Voilà à quoi mène l'amour de la musique... à l'ouverture et au partage entre initiés d'abord, entre amis aussi, puis au plus grand nombre... c'est une drogue, aimer la musique donne envie de la partager, de la démocratiser, pas à pas, sillon après sillon.

C'est toujours un peu blessant de voir comment la musique est reléguée en queue de train dans les milieux institutionnels culturels et politiques, loin derrière le cinéma, qui s'en nourrit abondamment, derrière la peinture alors que rien dans la composition musicale ne peut plus ressembler à la gestation d'un tableau, derrière la danse et la mode qui ne sont pas les derniers à en avoir besoin, derrière le théâtre...

Détruisez les capacités de création musicale. Laissez infuser et regardez ce qu'il adviendra de ces autres formes jugées, aidées, soutenues dans des proportions largement plus importantes que les pauvres musicales dites actuelles.

La perception de la techno a longtemps été en décalage par rapport à tout ce qu'elle représentait et pouvait apporter culturellement. En la matière, Laurent Garnier est l'un des portes-drapeaux incontournables d'une musique de niche devenue une véritable culture au fil des ans, grâce à une discophilie dévorante - il suffit de jeter un oeil à la page d'accueil de son site pour en prendre la mesure - mais surtout une curiosité et un éclectisme suffisamment rare pour être souligné.

La flamme qui habite le mélomane, DJ, producteur, compositeur pour le cinéma, la télévision, le théâtre, l'a mené à la Légion d'honneur, le 1er janvier 2017... une forme de reconnaissance qui vient valider, avec un certain sens du contretemps, un parcours et une influence à l'échelle planétaire. Autant dire que la reconnaissance, du public, lui était acquise, elle, de longue date et avait su bienheureusement ne pas attendre trente ans... appelant en cela à rire du décalage culturel des élites plus qu'à craindre une quelconque récupération ou institutionnalisation...

La découverte musicale est incompatible avec le biberonnée des playlists de radio qui tourne en boucle sur 70 titres. Elle prend vite les allures d'un parcours initiatique. Brûler les étapes revient à rater des éléments clefs pour une saine ouverture d'esprit et à rater l'éveil à certains sons qui manqueront à tout bagage culturel pour entrer à un moment ou un autre dans une autre bibliothèque sonore.

De fait, il est plus que légitime de parler d'éducation musicale.

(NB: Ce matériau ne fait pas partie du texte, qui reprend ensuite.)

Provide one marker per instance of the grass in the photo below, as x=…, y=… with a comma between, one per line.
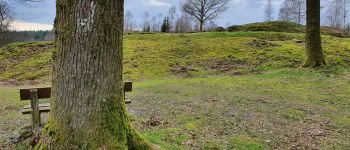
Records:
x=218, y=90
x=281, y=109
x=185, y=55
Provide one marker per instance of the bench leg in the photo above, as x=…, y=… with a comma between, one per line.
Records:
x=35, y=109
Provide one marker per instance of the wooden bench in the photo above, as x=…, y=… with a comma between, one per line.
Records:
x=35, y=94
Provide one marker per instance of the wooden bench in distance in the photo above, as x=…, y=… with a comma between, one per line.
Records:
x=44, y=93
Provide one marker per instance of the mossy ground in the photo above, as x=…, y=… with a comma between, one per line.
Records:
x=241, y=90
x=164, y=56
x=282, y=109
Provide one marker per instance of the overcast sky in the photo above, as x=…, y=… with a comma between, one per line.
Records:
x=40, y=15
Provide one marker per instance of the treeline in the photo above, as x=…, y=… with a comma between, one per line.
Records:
x=174, y=21
x=192, y=16
x=334, y=13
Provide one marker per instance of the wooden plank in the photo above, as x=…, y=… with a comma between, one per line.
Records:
x=46, y=92
x=42, y=93
x=35, y=109
x=26, y=111
x=45, y=108
x=40, y=105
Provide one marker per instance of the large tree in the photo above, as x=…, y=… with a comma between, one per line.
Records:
x=314, y=53
x=204, y=10
x=6, y=16
x=87, y=107
x=269, y=11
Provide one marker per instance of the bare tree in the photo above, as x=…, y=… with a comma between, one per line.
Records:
x=154, y=24
x=146, y=22
x=183, y=24
x=204, y=10
x=172, y=18
x=337, y=13
x=6, y=17
x=293, y=10
x=268, y=11
x=314, y=52
x=128, y=21
x=88, y=107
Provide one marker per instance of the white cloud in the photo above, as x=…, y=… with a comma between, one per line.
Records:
x=158, y=3
x=22, y=26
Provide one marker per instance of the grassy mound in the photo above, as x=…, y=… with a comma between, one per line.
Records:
x=282, y=26
x=163, y=56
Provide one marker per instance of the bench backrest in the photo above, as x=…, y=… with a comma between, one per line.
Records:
x=44, y=93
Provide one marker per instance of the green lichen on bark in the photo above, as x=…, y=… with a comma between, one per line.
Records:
x=314, y=53
x=87, y=107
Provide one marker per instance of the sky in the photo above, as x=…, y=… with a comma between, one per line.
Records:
x=40, y=15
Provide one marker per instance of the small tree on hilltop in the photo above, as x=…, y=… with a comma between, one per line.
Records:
x=166, y=25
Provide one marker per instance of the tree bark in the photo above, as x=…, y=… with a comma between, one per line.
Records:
x=314, y=53
x=87, y=106
x=201, y=26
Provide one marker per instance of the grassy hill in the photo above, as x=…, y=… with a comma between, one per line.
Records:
x=224, y=90
x=163, y=56
x=282, y=26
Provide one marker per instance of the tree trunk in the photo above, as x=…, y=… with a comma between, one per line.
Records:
x=87, y=106
x=201, y=23
x=314, y=53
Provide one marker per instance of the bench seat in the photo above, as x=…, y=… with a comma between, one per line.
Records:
x=45, y=108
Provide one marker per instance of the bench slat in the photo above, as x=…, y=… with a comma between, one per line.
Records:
x=45, y=108
x=44, y=93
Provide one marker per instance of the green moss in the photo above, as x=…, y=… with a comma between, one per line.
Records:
x=294, y=114
x=161, y=56
x=244, y=142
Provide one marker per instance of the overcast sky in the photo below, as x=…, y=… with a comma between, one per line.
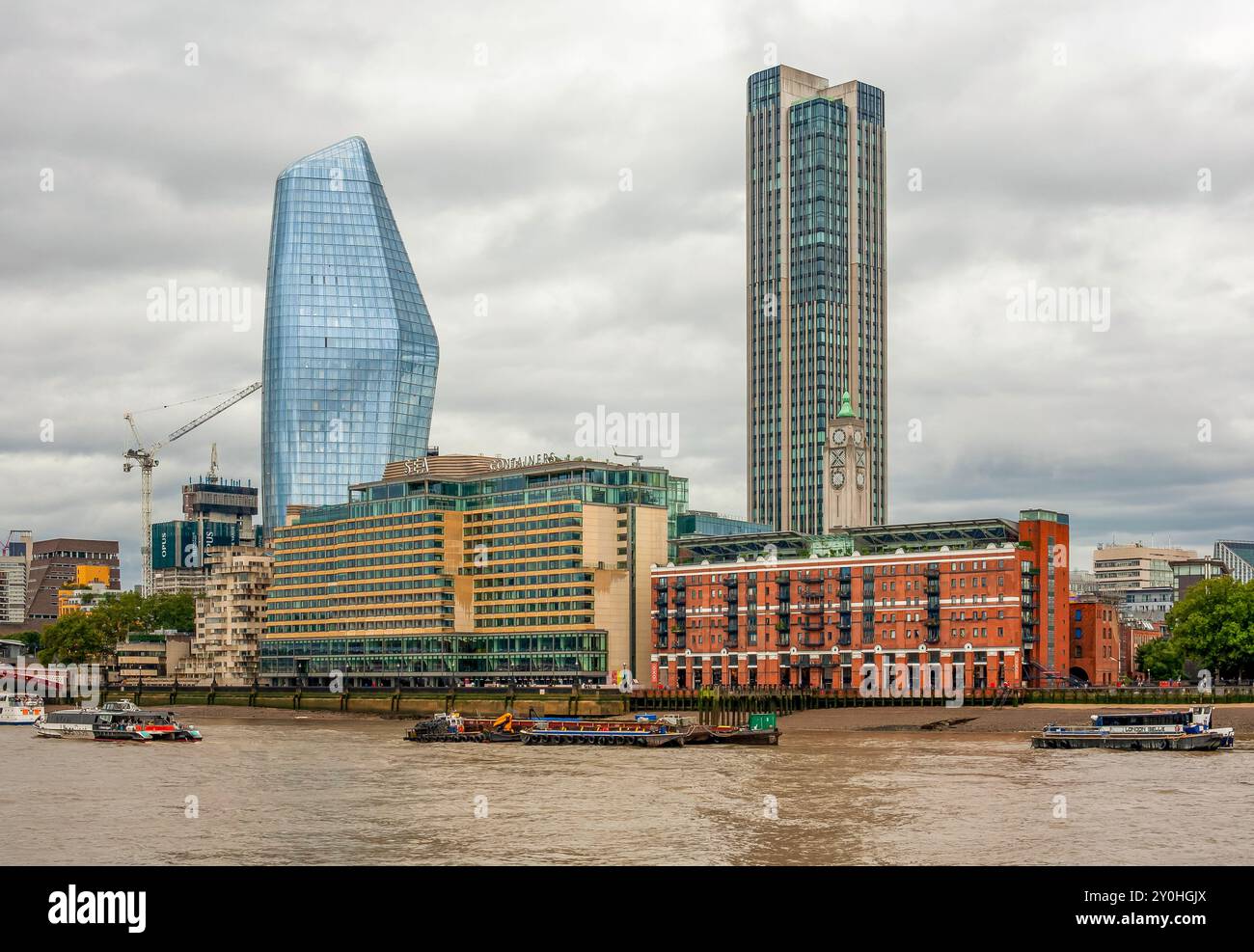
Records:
x=1065, y=145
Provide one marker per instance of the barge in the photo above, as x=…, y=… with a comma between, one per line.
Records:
x=1149, y=730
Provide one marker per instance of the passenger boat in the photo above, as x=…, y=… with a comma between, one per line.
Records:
x=117, y=721
x=20, y=710
x=1144, y=730
x=159, y=723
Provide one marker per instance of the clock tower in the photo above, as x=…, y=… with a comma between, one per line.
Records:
x=847, y=476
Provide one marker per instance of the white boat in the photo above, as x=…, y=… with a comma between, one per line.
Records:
x=20, y=709
x=71, y=722
x=1140, y=730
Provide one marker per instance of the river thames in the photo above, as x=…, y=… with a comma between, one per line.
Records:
x=280, y=788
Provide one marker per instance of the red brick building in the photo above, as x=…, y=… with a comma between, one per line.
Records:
x=816, y=621
x=1095, y=639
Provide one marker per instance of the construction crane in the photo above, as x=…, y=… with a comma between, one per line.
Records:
x=147, y=460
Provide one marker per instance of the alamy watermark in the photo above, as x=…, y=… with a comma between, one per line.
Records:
x=1058, y=305
x=638, y=430
x=187, y=304
x=935, y=680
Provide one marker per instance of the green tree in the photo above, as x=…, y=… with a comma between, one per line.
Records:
x=30, y=639
x=1213, y=626
x=1160, y=659
x=73, y=639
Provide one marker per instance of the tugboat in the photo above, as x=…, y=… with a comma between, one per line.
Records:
x=443, y=727
x=20, y=709
x=1150, y=730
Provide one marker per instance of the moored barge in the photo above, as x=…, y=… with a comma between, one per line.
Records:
x=1149, y=730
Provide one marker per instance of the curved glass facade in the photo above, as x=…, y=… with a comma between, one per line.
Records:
x=350, y=353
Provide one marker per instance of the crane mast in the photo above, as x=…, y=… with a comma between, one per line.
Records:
x=147, y=460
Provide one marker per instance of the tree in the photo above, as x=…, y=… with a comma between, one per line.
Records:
x=1213, y=625
x=71, y=639
x=1160, y=659
x=30, y=639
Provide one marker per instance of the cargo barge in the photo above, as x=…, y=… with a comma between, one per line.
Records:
x=1150, y=730
x=646, y=730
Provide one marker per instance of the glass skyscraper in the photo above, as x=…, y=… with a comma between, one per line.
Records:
x=350, y=353
x=815, y=287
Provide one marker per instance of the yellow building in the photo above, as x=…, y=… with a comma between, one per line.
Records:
x=472, y=568
x=89, y=587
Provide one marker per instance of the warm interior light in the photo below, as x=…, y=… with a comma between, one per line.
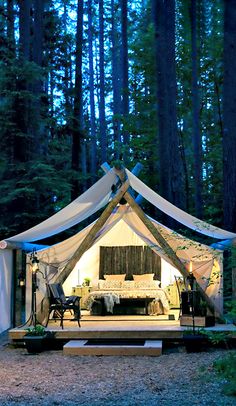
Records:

Un style peut rester opaque à l'oreille parce que les sons et styles qui permettraient de faire la passerelle avec d'autres nous reste inconnus et donc ne permettent pas de traduire ce que l'artiste exprime. En y revenant plus tard, une fois cette pièce du puzzle placée, on redécouvre des albums, des artistes, des styles musicaux qui nous restaient hermétiques.

Bien sûr, il y a les goûts... les couleurs... etc... Mais l'expérience montre que l'on peut amener des gens à écouter quasiment n'importe quel style(s) de musique(s) en recréant – patiemment - un parcours sonore par capillarité des genres. Une raison des succès et échecs relatifs respectifs de Couleur 3 et du Mouv.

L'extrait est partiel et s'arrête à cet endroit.